La décentralisation du RMI doit mettre la collectivité en mesure de tenir ses engagements vis-à-vis des plus démunis
Le coeur de la décentralisation du RMI n'est pas, comme on pourrait être tenté de le croire, le transfert de la gestion de l'allocation elle-même aux départements, mais la fin du copilotage de l'insertion.
En effet, seule la définition d'un responsable unique et proche du terrain pour coordonner les interventions des différents acteurs, notamment associatifs, pouvait donner un nouveau souffle au développement de l'offre d'insertion et, ainsi, assurer la réciprocité des engagements pris par la collectivité nationale à l'égard de ses éléments les plus fragiles.
Il convenait, dès lors, de confier également aux départements la conclusion des contrats d'insertion, qui concrétisent cet engagement réciproque, car leur rôle de pilote de l'insertion doit les rendre capables de donner enfin un véritable contenu à ces contrats.
Dans la mesure où la démarche d'insertion est inséparable de l'allocation, dont elle est le complément et à qui elle donne un sens, la décentralisation de l'allocation elle-même répondait donc à une logique évidente. Ce faisant, l'État fait le pari de la responsabilité départementale, une responsabilité qui est synonyme, encore une fois, non seulement de compétences et de pouvoir de décision, mais aussi de devoirs, de prise de risque et qui comporte l'exigence de se soumettre à une évaluation.

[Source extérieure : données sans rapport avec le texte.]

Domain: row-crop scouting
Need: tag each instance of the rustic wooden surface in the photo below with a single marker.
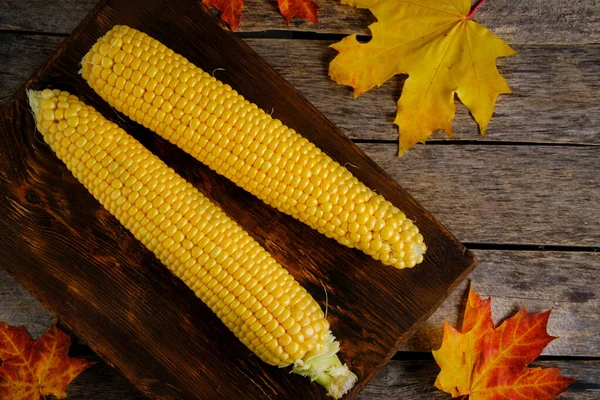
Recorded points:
(525, 197)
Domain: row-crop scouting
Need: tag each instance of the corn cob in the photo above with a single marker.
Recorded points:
(254, 296)
(163, 91)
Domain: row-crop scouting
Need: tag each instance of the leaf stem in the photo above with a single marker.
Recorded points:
(474, 10)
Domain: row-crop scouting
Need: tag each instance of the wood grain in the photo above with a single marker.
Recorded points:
(410, 379)
(414, 379)
(75, 257)
(556, 91)
(563, 281)
(518, 22)
(543, 195)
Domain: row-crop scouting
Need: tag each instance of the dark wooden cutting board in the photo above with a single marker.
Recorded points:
(108, 289)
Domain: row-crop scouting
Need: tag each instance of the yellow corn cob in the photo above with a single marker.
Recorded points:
(254, 296)
(152, 85)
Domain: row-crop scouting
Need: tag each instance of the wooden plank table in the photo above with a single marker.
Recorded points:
(525, 199)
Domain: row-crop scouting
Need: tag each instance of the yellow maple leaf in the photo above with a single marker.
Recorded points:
(442, 50)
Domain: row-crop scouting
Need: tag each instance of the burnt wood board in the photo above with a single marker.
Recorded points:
(58, 241)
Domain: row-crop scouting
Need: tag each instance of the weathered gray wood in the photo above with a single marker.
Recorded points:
(537, 21)
(503, 194)
(406, 379)
(556, 94)
(414, 380)
(565, 282)
(556, 91)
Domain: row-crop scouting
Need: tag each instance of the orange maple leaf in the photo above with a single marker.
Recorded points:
(34, 368)
(488, 363)
(231, 10)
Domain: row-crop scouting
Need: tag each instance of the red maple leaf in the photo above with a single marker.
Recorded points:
(231, 10)
(488, 363)
(34, 368)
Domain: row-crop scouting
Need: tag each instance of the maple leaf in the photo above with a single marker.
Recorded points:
(488, 363)
(442, 50)
(34, 368)
(231, 10)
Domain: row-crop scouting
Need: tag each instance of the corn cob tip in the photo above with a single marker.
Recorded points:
(325, 368)
(34, 98)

La navette a permis de conforter le caractère d'engagement réciproque du RMI : le contenu des contrats d'insertion a été amélioré, les actions susceptibles d'y figurer ont été inscrites dans le cadre d'un parcours d'insertion, donnant lieu à une évaluation régulière, et le rôle du référent désigné pour chaque allocataire a été renforcé.
En première lecture, le Sénat avait déjà supprimé l'équivalence entre l'attestation de suivi de l'action d'insertion et le contrat d'insertion, considérant qu'il aurait été dangereux de limiter le contrat à une action ponctuelle, ce qui lui aurait fait perdre tout à la fois sa richesse et sa réciprocité.

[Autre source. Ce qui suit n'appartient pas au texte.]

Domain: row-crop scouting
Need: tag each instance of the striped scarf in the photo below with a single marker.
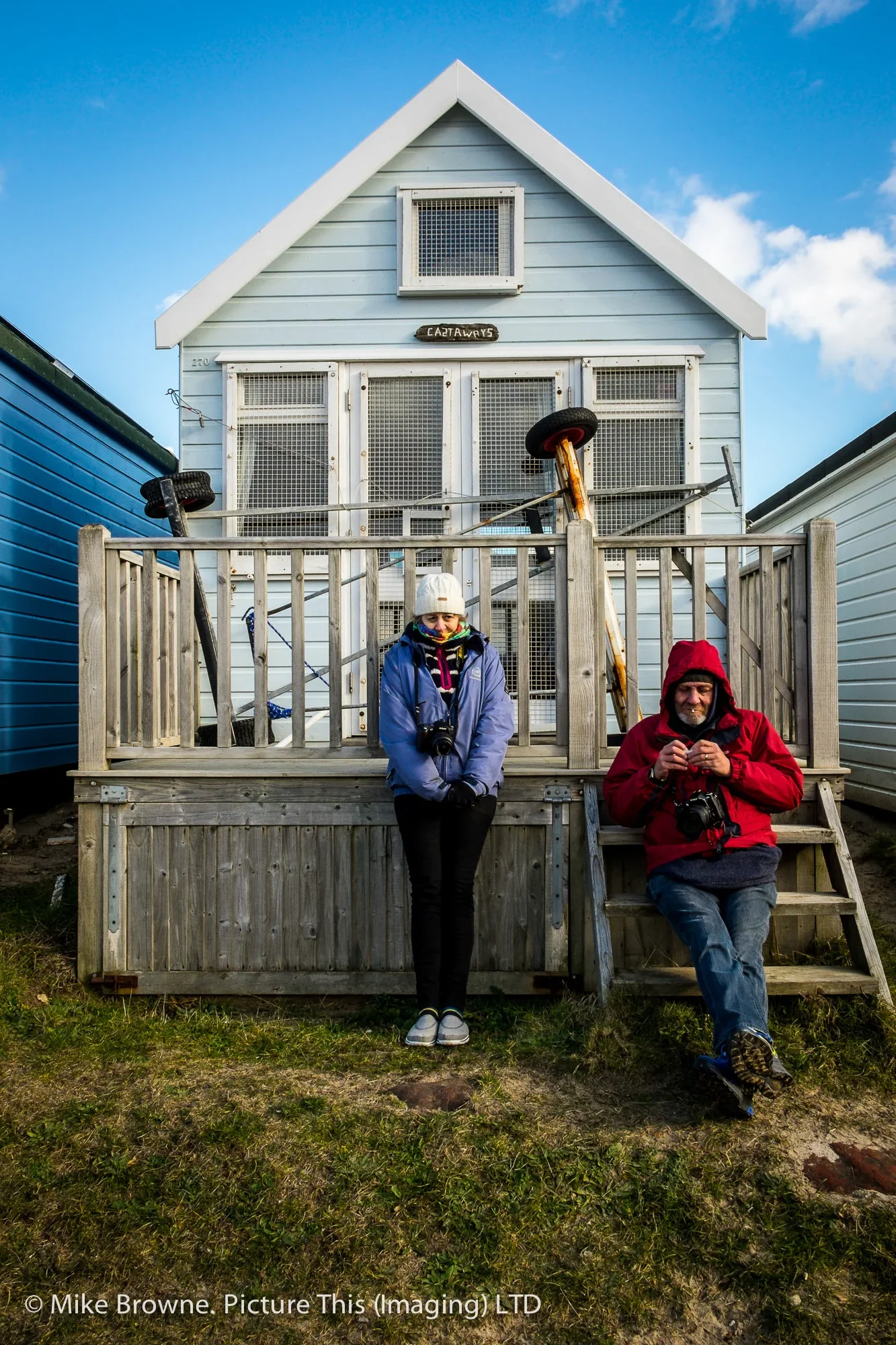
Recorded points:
(444, 660)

Notre Haute assemblée avait ensuite précisé les conditions du pilotage, par le département, du dispositif local d'insertion : nous avons ainsi donné une définition plus précise du contenu des programmes départementaux d'insertion et garanti la participation du monde associatif à la définition et à la mise en oeuvre de ces programmes.

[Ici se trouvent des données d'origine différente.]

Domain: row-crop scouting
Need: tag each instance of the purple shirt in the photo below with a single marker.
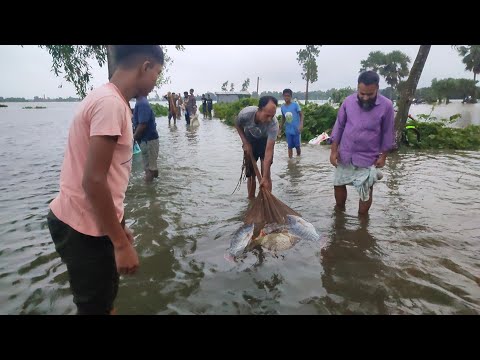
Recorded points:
(363, 134)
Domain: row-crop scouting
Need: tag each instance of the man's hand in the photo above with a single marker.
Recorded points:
(381, 161)
(334, 158)
(266, 183)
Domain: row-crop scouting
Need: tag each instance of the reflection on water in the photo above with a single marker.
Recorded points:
(470, 113)
(416, 253)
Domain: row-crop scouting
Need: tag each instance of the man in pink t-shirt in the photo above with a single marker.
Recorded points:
(86, 219)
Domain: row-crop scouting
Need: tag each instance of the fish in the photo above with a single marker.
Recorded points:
(240, 239)
(301, 228)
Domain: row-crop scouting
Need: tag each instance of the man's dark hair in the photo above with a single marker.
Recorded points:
(368, 78)
(130, 55)
(264, 100)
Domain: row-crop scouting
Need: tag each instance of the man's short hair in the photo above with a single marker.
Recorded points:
(368, 78)
(264, 100)
(131, 55)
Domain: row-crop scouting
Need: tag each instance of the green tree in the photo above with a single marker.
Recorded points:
(72, 60)
(307, 59)
(245, 85)
(392, 66)
(471, 58)
(339, 95)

Enfin, en contrepartie d'une évaluation renforcée, le Sénat avait conforté la responsabilité départementale, en supprimant le mécanisme des crédits obligatoires d'insertion. Leur maintien en 2004, à titre transitoire, et le caractère facultatif, pour l'ensemble des départements, du report de 2003 sur 2004 des crédits d'insertion non consommés, proposé par l'Assemblée nationale, constitue toutefois un compromis qui permet de donner au monde associatif un signe fort de la volonté des départements de poursuivre, voire d'amplifier, l'effort d'insertion, tout en faisant, pour l'avenir, confiance à ces derniers pour déterminer les sommes à consacrer au développement de l'offre d'insertion.
Certains ajouts de l'Assemblée nationale soulèvent, il est vrai, des interrogations mais celles-ci ne remettent pas en cause, sur ce point, la philosophie et l'équilibre général du projet de loi. Il en est ainsi, par exemple, de la possibilité, offerte aux associations oeuvrant dans le domaine de la lutte contre les exclusions, de se substituer à l'allocataire pour exercer un recours à l'encontre des décisions individuelles relatives à l'allocation.
Votre rapporteur estime, en effet, que cette disposition crée un précédent, alors que les juridictions administratives n'avaient jamais exigé des associations une telle habilitation législative pour pouvoir exercer un recours. Il souhaite donc qu'elle ne soit pas interprétée, a contrario , hors le cas du RMI, comme interdisant désormais aux associations de contester, devant le juge administratif, des décisions entrant dans le champ de leur objet social.
Avec le RMA, les départements disposeront d'un outil adapté au service de leur mission d'insertion
Votre rapporteur a déjà, dans un autre cadre, insisté sur les faiblesses et les voies de réforme de nos dispositifs d'insertion des personnes les plus en difficulté :
« Le dispositif actuel d'insertion des personnes les plus en difficulté reste cependant insatisfaisant, et un nombre trop important de personnes demeure aujourd'hui durablement éloigné de l'emploi. Malgré l'existence de nombreuses mesures destinées aux « publics prioritaires » de la politique de l'emploi, les dispositifs d'insertion apparaissent toujours comme très complexes, et encore trop souvent fondés, du fait de cette complexité, sur une logique de gestion de mesures plus que sur la construction de parcours individualisés d'insertion dans l'emploi. (...)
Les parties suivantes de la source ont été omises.